Incendie en Gironde : tensions après la maîtrise du feu
Après la maîtrise de l’incendie ayant ravagé la Gironde, des tensions se sont intensifiées. Les habitants des communes du Porge et de Lège-Cap-Ferret, récemment autorisés à regagner leurs domiciles, expriment leur mécontentement. Ils estiment avoir été abandonnés par les pompiers et la préfecture au profit de la protection de la commune du Cap-Ferret. Dorothé Benassy, conseillère municipale du Porge, a déclaré à l’AFP qu’« il y [avait] un sentiment d’abandon puisque les pompiers ont dû partir sur ordre sur le Cap-Ferret. »
Le maire du Porge, Martial Zaninetti, a reconnu la colère des habitants, tout en soulignant qu’il était difficile d’analyser la situation. Il a indiqué que 183 habitations avaient été détruites. Un collectif de plus de 700 habitants a annoncé son intention de porter plainte au pénal pour obtenir des réponses sur la chaîne de responsabilité. Le ministre de l’Intérieur, Laurent Nunez, a rejeté l’idée que Le Porge ait été sacrifié pour le Cap-Ferret, assurant qu’« il n’y a eu aucune instruction en ce sens. »
Un feu d’une ampleur inédite
Dans la nuit du 23 au 24 juillet, le Porge a subi de lourdes pertes, avec 183 habitations détruites sur les 240 incendiées. L’incendie, qui a débuté le 22 juillet, a brûlé 42 000 hectares, devenant le plus important que la France ait connu depuis 1949 et entraînant l’évacuation de plus de 200 000 personnes.
Nathalie Delattre, sénatrice de Gironde, a rappelé que les pompiers n’avaient jamais fait face à un incendie de cette ampleur, caractérisé par des pyro-cumulonimbus. Elle a expliqué que plusieurs stratégies avaient été mises en place pour stopper la progression du feu, nécessitant des déplacements importants des forces terrestres.

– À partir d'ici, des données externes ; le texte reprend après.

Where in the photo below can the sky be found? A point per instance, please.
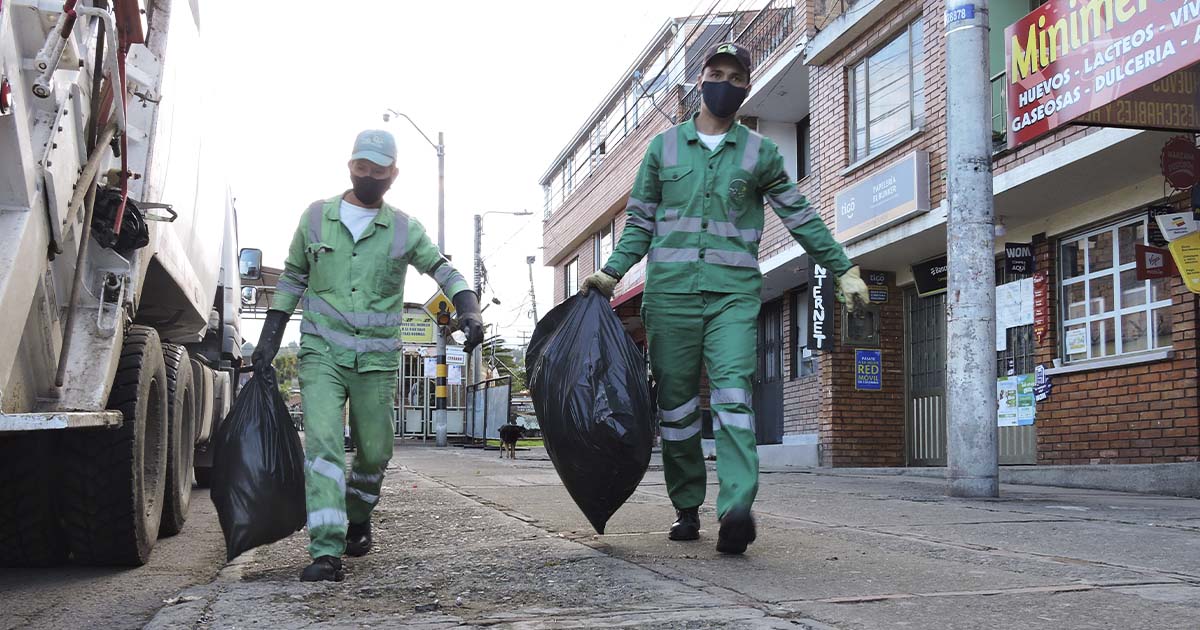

Un enjeu supplémentaire était l’évacuation des habitants de la presqu’île du Cap-Ferret, où une seule route mène à la commune. Monique de Marco, sénatrice écologiste de Gironde, a souligné l’importance de cette évacuation, même si certains habitants ont été évacués par bateau.
« Il ne faut pas tomber dans le complotisme »
Malgré la mobilisation de 3 300 sapeurs-pompiers, les ressources humaines se sont parfois révélées insuffisantes. Une élue girondine a précisé que, face à des choix difficiles, il est essentiel de traiter en priorité les nouveaux foyers et de protéger les vies humaines avant les habitations. Florence Lassarade, sénatrice LR de Gironde, a ajouté qu’en l’absence de moyens aériens, des arbitrages avaient été nécessaires.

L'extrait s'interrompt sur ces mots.